DBT offers much in the way of free resources (a quick google search will bring up descriptions of concepts and downloadable worksheets) which makes the model accessible to anyone with Wi-Fi. DBT uses acronyms to describe many of their concepts, which also make them easy to learn, remember, and implement as a means of managing distress tolerance. DBT is extremely useful as a foundation to deeper trauma work. An example of an acronym-based tool is the DBT Interpersonal Effectiveness Skills concept referred to as DEAR MAN. DEAR MAN is used when one may be facing a situation where they need to be assertive rather than aggressive or disagreeable.

DEAR MAN:

Describe. As objectively as possible (without bias or judgment) the relational situation

Express. Express how you are affected by this situation. How does this situation make you feel. Focus on framing this as an “I” statement.

Assert. Make your thoughts and expectations known. What do you think about this situation.

Reinforce. Explain why you think the way you do and express why you want what you want. Share with the other person how what you want will benefit you.

Mindful. Be mindful about how your feelings can influence your thoughts and how to employ effective communication skills. Be sure not to invalidate others or let your emotions fuel your participation in the conversation.

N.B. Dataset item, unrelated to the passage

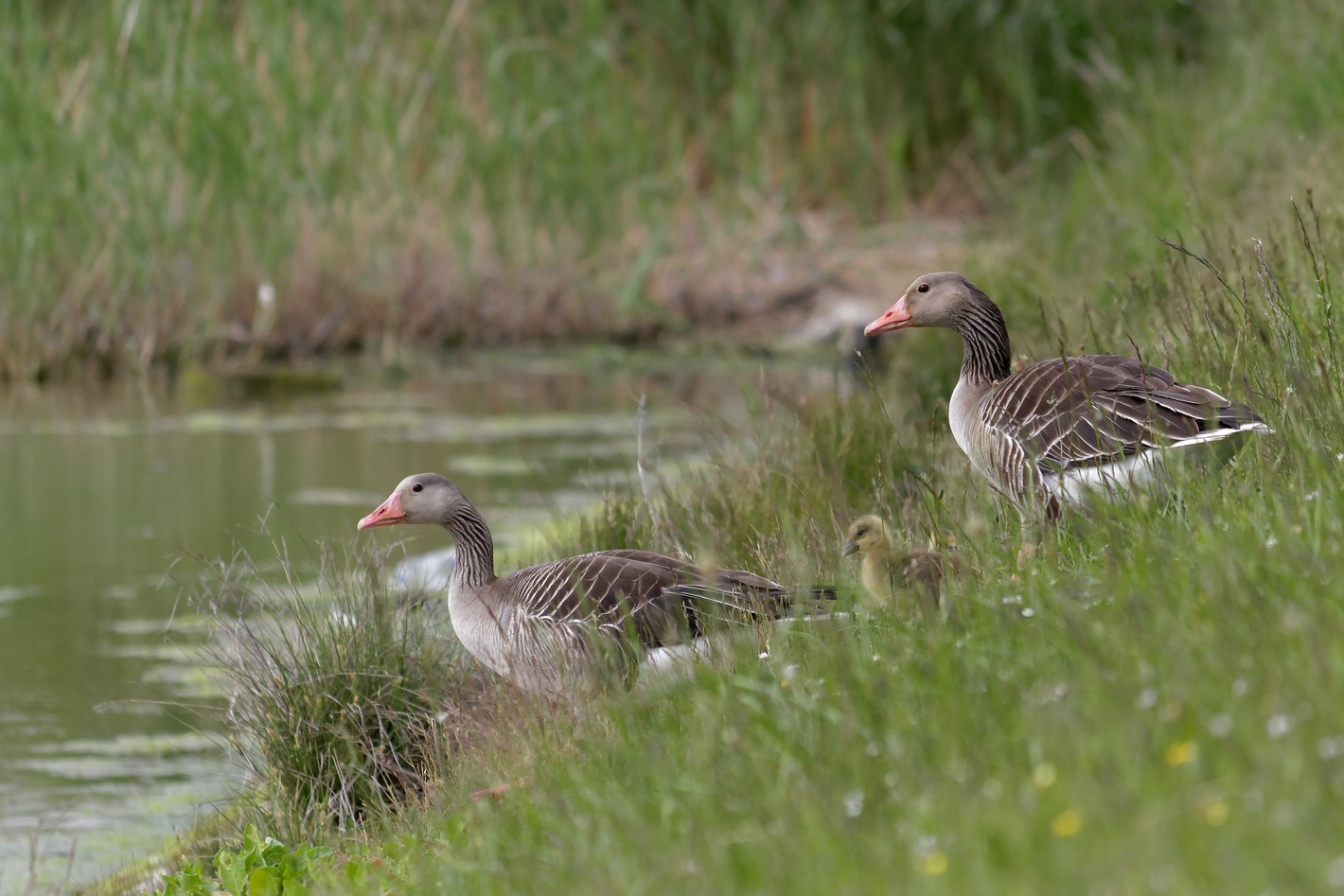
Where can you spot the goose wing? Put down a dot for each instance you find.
(1100, 409)
(655, 598)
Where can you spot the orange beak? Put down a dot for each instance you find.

Appear Confident. Remember that your presentation is important. Elements such as body language and tone greatly impact how your message is being received. How might you embody confidence while keeping your message clear and succinct while avoiding being confrontational?

Negotiate. Sometimes with emotionally charged situations, there will need to be a compromise. In most situations, compromise is necessary and possible. How might you use compromise or negotiate terms in which both parties benefit?

Another useful tool from DBT is Wise Mind which helps discern the difference between thoughts versus reality and opinions versus facts.

The DEAR MAN and Wise Mind are just two examples of DBT tools.

Why Dialectics are Useful: The Importance of Feeling ALL Emotions

When the emotions people express match the emotions they felt (whether pleasant or unpleasant) they reported greater life satisfaction and fewer depressive symptoms – they were happier.

So if you feel anger and you act angry, you’re also happier.

Why? While your brain may not want to feel those feelings, your heart definitely does. And when you live in alignment with your heart, you can truly be happy.

Feeling your feelings (any feelings) = true happiness.

If you are struggling with effective communication or distress tolerance or want tangible tools for reality-checking and working through issues of struggle, you might find value in DT and DBT.

FYI:

*Genuine DBT therapy is much more than skills training. DBT requires a massive commitment of time for both client and therapist. DBT is a comprehensive, protocol-driven treatment that requires years of clinician training, membership on a weekly DBT consultation team, and regular contact between the DBT practitioner and client in-between sessions. In addition to regular therapy sessions, clients are required to do homework/charting outside of the individual, group, and phone counselling sessions. Finding a practitioner that offers DBT to fidelity is no easy feat. Most therapists and agencies offer DBT-informed approaches and curriculum but cannot ethically refer to themselves as “DBT therapists”.